Some decades back, they made a conscious decision to put into the reserves–and almost only the reserves–certain skill sets so that if the country was ever tempted to do something militarily, they’d have to call the reserves, which means that it would have to be supported broadly. The problem with that is, it turns out that those skill sets are the ones we keep calling up, and they happen to be the ones that are badly needed in the world we’re living in–civil affairs and the like, military police. All the services are currently coming up with proposals as to what skills they think ought to be on active duty so that we don’t have to be so disrespectful of the circumstances of the reservists that we call them up every year.

This is exactly right, albeit belated. I was writing about this problem as a lowly grad student over a decade ago and certainly wasn’t the only one noticing it.

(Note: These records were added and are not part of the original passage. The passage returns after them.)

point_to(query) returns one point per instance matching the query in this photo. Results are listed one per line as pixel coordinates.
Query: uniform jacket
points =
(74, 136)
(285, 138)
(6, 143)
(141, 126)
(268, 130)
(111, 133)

That we haven’t made any progress in fixing it is just shameful.

FILED UNDER: Military Affairs,
James Joyner
About James Joyner
James Joyner is Professor and Department Head of Security Studies at Marine Corps University's Command and Staff College. He's a former Army officer and Desert Storm veteran. Views expressed here are his own. Follow James on Twitter @DrJJoyner.


  1. Richard P. says:

    Some decades back, they made a conscious decision to put into the reserves—and almost only the reserves—certain skill sets so that if the country was ever tempted to do something militarily, they’d have to call the reserves, which means that it would have to be supported broadly.

    Is there an implication in this that there’s something wrong with the idea that there should have to be broad support for military action in order for the country to undertake military action?

    While I assert that invading Iraq was a misguided idea that will ultimately accomplish little in the way of addressing terrorism, if indeed it does not make the terrorism problem worse and that there are some very serious ethical, moral and international relations issues with the administration’s concept of pre-emptive, unilateral or near-unilateral war, my strongest criticism of the administration is with the way that they sold the war to the American people and hyped up the threat. Why not just level with the people that invading Iraq is an optional war, that even though Iraq is not an imminent threat at this time and had nothing to do with the 9/11/2001 attacks, it’s nevertheless their theory that this is still something that they feel is worth doing in spite of the costs, etc.? Why hype the threat? Why grasp at straws in presenting such a muddled rationale for invasion as they did, as opposed to making a case based on a singular overarching factor? Could it have been because they realized that the American people would never have bought into a large-scale commitment of troops for a war that was in fact purely optional?

  2. Kevin Drum says:

    “Shameful” is too harsh, I think. There simply wasn’t a widespread consensus that we would ever be fighting a continuous, large scale war like this, so the reserve theory seemed fine. And it *was* fine throughout the 90s, when the reserves were called up for a few months at a time for specific conflicts.

    It’s only now, when we’re contemplating a big occupation that could last years that the theory is breaking down.

    In any case, deliberately setting things up so that war causes considerable civilian pain, and therefore can only happen when there’s considerable civilian support, is really not a bad idea.

  3. James Joyner says:

    I agree that the decision to make Reserve callups part of a major war made sense after Vietnam, which was why Abrams et. al. set it up that way in 1973. But the opstempo/troops spread too thin situation wasn’t created by Iraq–although it’s certainly exacerbated it. This was a problem throughout the 1990s because, even though the relative commitment of forces for Somalia, Bosnia, Kosovo, etc. wasn’t massive, the *type* of troops needed in large numbers for those missions was precisely the type was had almost exclusively stationed in the Reserves, especially Civil Affairs.